Location data from your phone may fall under the protection of the 4th Amendment to the Constitution of the United States of America, and advocates from various circles, including the tech world, are making the argument that this should be the case. The conversation was started by a court case known as Carter v. the United States, wherein the court is seeking the right to obtain rough location data to track the defendant over the course of 127 days. Carter is being represented by the American Civil Liberties Union. The movement includes representatives from the Electronic Frontier Foundation, National Association of Criminal Defense Lawyers, Verizon, and a panel of experts from around the tech sphere. The base argument is that obtaining data constitutes seizure, while interpreting the data constitutes search, two activities that are restricted by the Fourth Amendment. The Fourth Amendment protects from "unreasonable" examples of those activities, and establishes the requirement for law enforcement agencies to obtain a warrant before performing most types of search and seizure procedures.

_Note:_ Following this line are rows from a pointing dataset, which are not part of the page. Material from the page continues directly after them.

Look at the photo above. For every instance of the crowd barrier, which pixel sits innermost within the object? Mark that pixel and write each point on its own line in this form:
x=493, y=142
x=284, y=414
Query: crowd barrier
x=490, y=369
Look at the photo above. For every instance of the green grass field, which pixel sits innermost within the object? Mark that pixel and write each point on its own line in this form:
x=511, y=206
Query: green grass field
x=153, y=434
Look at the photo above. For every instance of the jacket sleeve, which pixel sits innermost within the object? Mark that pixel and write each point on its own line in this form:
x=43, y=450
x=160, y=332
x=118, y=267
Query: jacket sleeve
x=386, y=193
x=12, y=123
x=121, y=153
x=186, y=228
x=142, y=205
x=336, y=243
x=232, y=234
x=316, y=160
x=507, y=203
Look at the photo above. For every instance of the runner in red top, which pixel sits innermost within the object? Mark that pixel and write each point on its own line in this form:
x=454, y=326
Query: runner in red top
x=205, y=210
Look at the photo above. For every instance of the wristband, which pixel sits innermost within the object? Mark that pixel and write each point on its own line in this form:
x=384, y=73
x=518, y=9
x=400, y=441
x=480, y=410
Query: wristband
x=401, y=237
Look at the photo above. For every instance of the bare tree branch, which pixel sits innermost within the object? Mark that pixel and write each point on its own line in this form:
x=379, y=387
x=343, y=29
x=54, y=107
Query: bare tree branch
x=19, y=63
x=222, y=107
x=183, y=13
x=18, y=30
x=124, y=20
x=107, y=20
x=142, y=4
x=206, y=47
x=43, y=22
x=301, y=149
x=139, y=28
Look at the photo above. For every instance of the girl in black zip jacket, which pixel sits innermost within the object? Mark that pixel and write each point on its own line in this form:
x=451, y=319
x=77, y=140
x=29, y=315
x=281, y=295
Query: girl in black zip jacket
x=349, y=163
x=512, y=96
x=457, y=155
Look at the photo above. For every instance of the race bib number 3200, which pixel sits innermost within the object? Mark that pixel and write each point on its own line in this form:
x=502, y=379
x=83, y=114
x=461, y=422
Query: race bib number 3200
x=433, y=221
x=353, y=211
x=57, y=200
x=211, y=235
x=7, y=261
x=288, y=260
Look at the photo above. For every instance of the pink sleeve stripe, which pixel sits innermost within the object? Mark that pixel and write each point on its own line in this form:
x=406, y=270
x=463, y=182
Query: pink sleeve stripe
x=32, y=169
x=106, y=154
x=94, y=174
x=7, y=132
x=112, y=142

The type of location data that's presently at the center of the conversation is the somewhat less precise location data that can be gleaned from any device connected to a cellular network, with or without the involvement of GPS. This data includes a triangulation of your current location from nearby cell towers, as well as the locations of nearby Bluetooth devices and Wi-Fi networks, if available. This data tends to be less precise than GPS data, with an average accuracy of a couple dozen to a couple hundred meters, depending on network conditions. Thanks to the deployment of a larger amount of towers and small cells and more sophisticated network equipment, as well as a larger amount of mobile, IoT, and other electronic devices around at any given time, this location data has been less prone to gross inaccuracy in recent years.
The location data in question has, in the past, been considered imprecise enough to not warrant it being categorized as personal or private data. Police have used such data on a fairly routine basis for more rough usages, such as obtaining evidence of an alibi or a lack of one, putting multiple defendants near the scene of a crime at the same time, and doing other investigative tasks. Having such data require a warrant going forward could make investigations costlier and slower, which in turn means that the privacy and security advocates trying to push for this change will have an uphill battle ahead of them.